Statistical relations among parameters of the water cycle in the arctic atmosphere

Submitter:

Matrosov, Sergey — University of Colorado

Area of research:

Cloud Processes

Journal Reference:

Matrosov S. 2024. "Statistical Relations among Solid Precipitation, Atmospheric Moisture and Cloud Parameters in the Arctic." Atmosphere, 15(1), 10.3390/atmos15010132.

Science

Earth’s water cycle is a complex system, and its characteristics are modified by climate change. Evaporation, water vapor condensation, and precipitation are important processes of the water cycle. Modeling these processes is especially challenging in the Arctic, where climate changes are amplified.
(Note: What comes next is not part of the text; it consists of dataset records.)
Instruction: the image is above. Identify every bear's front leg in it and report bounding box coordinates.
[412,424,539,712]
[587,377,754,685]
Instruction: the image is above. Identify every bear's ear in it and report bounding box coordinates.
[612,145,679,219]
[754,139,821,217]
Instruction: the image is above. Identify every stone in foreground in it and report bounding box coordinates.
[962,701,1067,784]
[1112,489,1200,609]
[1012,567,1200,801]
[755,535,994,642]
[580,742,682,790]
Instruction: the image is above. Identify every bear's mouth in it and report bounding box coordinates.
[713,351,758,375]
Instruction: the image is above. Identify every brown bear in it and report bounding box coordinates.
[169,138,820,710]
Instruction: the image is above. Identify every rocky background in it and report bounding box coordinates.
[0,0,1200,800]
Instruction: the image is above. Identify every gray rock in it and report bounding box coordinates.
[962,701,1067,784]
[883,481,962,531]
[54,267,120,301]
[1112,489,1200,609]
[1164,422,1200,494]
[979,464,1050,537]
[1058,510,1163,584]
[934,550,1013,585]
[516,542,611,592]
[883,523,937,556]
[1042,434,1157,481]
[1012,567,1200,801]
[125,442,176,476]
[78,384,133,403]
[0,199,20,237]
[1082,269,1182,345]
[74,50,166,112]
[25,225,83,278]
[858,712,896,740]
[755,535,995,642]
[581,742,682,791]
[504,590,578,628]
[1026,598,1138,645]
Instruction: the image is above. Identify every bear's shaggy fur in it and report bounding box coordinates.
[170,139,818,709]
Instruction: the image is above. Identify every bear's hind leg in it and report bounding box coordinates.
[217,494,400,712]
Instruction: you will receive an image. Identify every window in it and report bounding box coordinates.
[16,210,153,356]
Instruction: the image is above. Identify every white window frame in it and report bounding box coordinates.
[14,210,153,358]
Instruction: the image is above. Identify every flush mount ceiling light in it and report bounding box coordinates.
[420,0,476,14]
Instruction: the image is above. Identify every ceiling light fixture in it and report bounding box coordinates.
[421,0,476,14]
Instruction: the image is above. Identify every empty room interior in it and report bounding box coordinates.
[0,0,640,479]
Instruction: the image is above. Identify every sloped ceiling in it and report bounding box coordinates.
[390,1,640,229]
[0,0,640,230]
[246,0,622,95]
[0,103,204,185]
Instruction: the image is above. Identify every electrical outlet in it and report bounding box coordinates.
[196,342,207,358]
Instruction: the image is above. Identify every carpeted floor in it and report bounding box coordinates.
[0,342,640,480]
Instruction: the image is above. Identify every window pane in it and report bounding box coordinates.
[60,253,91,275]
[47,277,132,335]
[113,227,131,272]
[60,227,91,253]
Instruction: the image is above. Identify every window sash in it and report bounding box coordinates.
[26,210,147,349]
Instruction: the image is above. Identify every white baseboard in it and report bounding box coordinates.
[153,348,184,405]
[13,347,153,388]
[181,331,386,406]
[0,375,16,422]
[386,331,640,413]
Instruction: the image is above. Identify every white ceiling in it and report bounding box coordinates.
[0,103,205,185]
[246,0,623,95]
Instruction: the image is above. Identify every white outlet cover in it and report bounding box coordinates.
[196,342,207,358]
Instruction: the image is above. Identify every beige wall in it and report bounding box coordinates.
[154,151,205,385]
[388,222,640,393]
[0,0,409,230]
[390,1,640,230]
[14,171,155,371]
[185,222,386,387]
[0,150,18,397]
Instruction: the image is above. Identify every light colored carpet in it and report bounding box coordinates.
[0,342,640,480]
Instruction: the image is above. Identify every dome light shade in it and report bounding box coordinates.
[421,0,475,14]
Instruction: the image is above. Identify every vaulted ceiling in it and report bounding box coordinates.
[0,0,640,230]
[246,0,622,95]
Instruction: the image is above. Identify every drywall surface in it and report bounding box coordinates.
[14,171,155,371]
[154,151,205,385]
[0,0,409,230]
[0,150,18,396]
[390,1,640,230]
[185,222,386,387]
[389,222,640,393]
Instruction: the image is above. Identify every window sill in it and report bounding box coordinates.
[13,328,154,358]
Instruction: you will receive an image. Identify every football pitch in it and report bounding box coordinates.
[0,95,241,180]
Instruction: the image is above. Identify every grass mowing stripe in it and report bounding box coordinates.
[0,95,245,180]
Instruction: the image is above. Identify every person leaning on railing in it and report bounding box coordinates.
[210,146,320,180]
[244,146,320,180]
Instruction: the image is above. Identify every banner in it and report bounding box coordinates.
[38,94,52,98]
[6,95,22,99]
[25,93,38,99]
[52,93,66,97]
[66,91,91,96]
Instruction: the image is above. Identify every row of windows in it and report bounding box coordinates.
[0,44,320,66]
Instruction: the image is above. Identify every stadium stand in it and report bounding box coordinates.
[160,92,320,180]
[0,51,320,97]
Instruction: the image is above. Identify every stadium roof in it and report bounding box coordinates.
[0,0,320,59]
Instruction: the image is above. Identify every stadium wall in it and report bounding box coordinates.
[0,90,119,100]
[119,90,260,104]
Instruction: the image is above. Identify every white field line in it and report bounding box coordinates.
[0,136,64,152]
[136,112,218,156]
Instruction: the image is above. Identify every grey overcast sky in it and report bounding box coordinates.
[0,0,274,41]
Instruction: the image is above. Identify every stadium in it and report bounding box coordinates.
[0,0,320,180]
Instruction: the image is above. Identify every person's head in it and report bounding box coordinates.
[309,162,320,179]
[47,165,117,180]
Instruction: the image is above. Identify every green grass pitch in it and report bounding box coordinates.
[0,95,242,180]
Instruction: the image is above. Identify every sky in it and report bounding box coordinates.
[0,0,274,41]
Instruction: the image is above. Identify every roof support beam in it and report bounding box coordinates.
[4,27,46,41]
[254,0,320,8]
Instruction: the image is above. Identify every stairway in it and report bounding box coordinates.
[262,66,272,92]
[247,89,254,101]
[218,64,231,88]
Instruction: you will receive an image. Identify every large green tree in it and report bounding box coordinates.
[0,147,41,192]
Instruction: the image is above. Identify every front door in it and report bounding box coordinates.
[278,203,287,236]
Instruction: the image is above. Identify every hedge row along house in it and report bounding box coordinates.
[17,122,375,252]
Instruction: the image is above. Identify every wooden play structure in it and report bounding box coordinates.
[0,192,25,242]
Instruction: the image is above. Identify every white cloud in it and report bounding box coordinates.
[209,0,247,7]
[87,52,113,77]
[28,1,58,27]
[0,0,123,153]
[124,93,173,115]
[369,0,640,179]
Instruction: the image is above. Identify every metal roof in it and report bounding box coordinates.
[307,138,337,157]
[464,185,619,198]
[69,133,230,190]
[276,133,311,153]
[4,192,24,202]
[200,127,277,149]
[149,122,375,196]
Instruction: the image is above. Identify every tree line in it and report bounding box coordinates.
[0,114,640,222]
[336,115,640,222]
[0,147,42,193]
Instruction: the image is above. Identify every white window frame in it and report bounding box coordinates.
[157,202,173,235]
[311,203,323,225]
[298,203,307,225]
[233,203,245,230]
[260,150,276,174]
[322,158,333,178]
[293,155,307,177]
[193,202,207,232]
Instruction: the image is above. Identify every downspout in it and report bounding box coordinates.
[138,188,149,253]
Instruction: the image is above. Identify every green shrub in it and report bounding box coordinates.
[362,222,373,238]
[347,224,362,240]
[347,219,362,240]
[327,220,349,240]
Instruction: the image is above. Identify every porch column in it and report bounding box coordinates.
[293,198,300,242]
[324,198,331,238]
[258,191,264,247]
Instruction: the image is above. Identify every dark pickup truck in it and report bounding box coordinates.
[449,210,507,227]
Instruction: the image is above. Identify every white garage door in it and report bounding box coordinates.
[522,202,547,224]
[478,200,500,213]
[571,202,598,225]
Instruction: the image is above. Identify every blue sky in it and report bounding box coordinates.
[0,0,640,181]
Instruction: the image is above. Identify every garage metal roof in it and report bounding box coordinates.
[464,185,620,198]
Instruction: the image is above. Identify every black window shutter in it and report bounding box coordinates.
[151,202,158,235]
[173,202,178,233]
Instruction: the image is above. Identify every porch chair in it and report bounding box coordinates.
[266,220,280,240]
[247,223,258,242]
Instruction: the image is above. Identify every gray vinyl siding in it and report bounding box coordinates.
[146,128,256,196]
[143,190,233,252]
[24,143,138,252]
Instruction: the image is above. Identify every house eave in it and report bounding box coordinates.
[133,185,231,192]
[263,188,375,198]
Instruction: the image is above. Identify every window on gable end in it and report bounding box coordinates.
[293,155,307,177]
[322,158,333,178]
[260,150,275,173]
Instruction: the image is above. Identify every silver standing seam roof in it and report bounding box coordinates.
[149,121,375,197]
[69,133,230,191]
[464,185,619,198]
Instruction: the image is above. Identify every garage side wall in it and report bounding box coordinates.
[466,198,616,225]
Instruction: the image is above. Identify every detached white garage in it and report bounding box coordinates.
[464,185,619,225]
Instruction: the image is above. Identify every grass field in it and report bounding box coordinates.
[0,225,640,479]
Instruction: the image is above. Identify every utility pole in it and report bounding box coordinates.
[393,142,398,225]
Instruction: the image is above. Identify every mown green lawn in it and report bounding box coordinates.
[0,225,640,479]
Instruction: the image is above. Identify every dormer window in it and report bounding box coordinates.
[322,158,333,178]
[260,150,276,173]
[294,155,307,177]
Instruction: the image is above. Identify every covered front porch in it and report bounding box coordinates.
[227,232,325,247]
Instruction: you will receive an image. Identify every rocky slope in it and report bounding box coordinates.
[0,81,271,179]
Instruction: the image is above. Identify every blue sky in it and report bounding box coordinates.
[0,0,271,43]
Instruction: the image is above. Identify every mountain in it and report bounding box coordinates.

Remote-sensing retrievals of water cycle parameters allow for correlation analysis of the interrelations among different components of the water cycle and for developing corresponding observationally based statistical relations that can be then used for model assessment activities.

Impact

Observationally based relations among precipitation near the ground, columnar water vapor amount, and integrated cloud content characterize the moisture conversion efficiency in the atmosphere. These relations, which were obtained in this study during snowfall periods, provide valuable information for evaluations of how well different numerical weather prediction models handle specific moisture transformation processes.

Summary

Observations collected during cold-season precipitation periods at Utquagvik, Alaska and at the Multidisciplinary Drifting Observatory for the Study of Arctic Climate (MOSAiC) are used to statistically analyze the relations among the atmospheric water cycle parameters, including columnar supercooled liquid and ice amounts (expressed as liquid-water and ice-water paths, i.e., LWP and IWP), integrated water vapor (IWV), and near-surface snowfall rate. Data come from radar and radiometer-based retrievals and from optical precipitation sensors. While the correlation between snowfall rate and LWP is rather weak, correlation coefficients between radar-derived snowfall rate and IWP are high (~0.8), which is explained, in part, by the generally low LWP/IWP ratios during significant precipitation. Correlation coefficients between snowfall rate and IWV are moderate (~0.45). The results from the Alaska and MOSAiC sites are generally similar. These results are not very sensitive to the amount of time averaging (e.g., 15-min averaging versus daily averages).